Вдруг обнаружилось, что дорогая одежда престижных марок не выдерживает длительного интенсивного употребления. Так я на себе почувствовал последствия революции в индустрии потребления, произошедшей в Америке в рейгановские восьмидесятые и докатившейся до России спустя двадцать лет. Прочные вещи, которые стоят дорого, зато служат годами, больше не производились. Мировая экономика предлагала потреблять больше и быстрее. Выбрасывай старое, покупай новое! Штаны и рубахи теперь служили пятьдесят дней, после чего их полагалось нести в секонд-хенд. Еще хуже с обувью: современного человека быстро приучили иметь не две–три пары ботинок, а семь–десять. Пять раз надел – выбросил, в следующем сезоне в моде будут другие носы и каблуки. Купил – очень красиво; через два месяца смотришь – уродливо до отвращения.
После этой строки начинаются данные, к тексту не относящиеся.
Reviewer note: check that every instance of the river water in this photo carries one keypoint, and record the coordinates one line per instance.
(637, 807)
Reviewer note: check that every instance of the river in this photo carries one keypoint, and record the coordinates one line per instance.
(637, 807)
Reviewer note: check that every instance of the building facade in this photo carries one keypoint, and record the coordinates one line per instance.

Автомобили делали из пластмассы, дома из картона – эксплуатируй активнее, зарабатывай больше, выбрасывай смелее, бери кредит и хватай новое!
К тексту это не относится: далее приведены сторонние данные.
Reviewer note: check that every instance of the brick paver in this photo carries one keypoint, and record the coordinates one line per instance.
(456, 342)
Несколько богатых людей, миллионеров, которые в прошлой жизни симпатизировали мне (молодому и преуспевающему) и которые теперь могли стать моими если не друзьями, то добрыми знакомыми, казались существами иного мира, инопланетянами. Сама мысль о том, что нужно попробовать восстановить с ними знакомство и, может быть, трудоустроиться, казалась мне нелепой. Деловой мир любит агрессивных победителей и немедленно отторгает проигравших. Кому нужны неудачники? Весь мир переполнен ими. Ежедневно тысячи их глядят на вас отовсюду. Обманутые и ограбленные друзьями, родственниками, чиновниками, партнерами, они заполняют каждое утро вагоны метро и едут на свои службы и работы. Плохо одетые, раздраженные, часто откровенно злые, с перекошенными помятыми лицами. Неудовлетворенные женщины, мучимые похмельной жаждой мужчины, деградировавшие от пива и попсы подростки, голодные больные старики – несчастные граждане огромной богатой страны. Там, среди них, сплющенный в толпе, вдыхающий запахи немытых тел, нечистого дыхания, такой же напряженный и потухший, ехал теперь и я. Бывший победитель, а теперь человек без названия. Без дела, без дома, без денег, без ничего.
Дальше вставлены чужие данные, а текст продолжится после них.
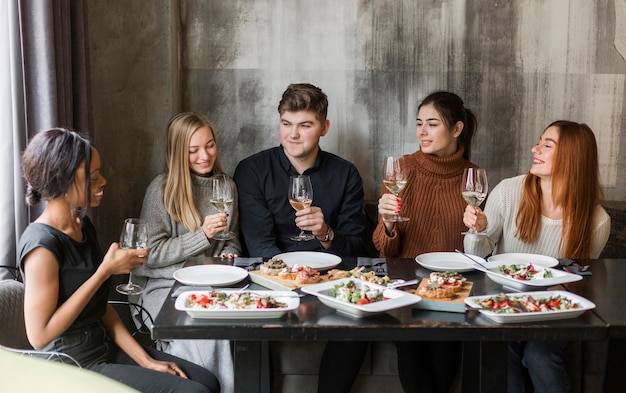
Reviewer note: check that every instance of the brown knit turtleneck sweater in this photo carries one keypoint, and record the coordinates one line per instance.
(433, 202)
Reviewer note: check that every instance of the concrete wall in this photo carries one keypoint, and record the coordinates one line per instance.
(517, 64)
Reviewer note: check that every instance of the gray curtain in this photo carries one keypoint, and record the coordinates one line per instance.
(56, 67)
(54, 92)
(13, 219)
При этом если окружающие меня люди отравлены безысходностью, то сам я вдобавок отравлен отвращением к самому себе.
Я имел и не удержал, был и перестал быть, имел возможность – и упустил ее. 2
В пять утра я похлебал воды из-под крана, прижался лбом к оконному стеклу и понял, что да, надо убивать, иначе никак, жить с этим нельзя. Наступило спокойствие. Так с облегчением включаешь дальний свет, повернув ночью с оживленной дороги на пустынный проселок.
Я постановил назавтра же решительно бросить бухать и наркоманить, готовиться к делу, небритым и без пиджака из дому не выходить. Потом понял, что замерз, в сумерках добрел до своей узкой кушетки и завернулся в одеяло. Спали мы с женой отдельно.
Лежал, медленно засыпая, и ждал, что мир изменится. Скоро я убью человека, это решено, и теперь что-то обязательно должно измениться. Воздух станет гуще, или чувства обострятся.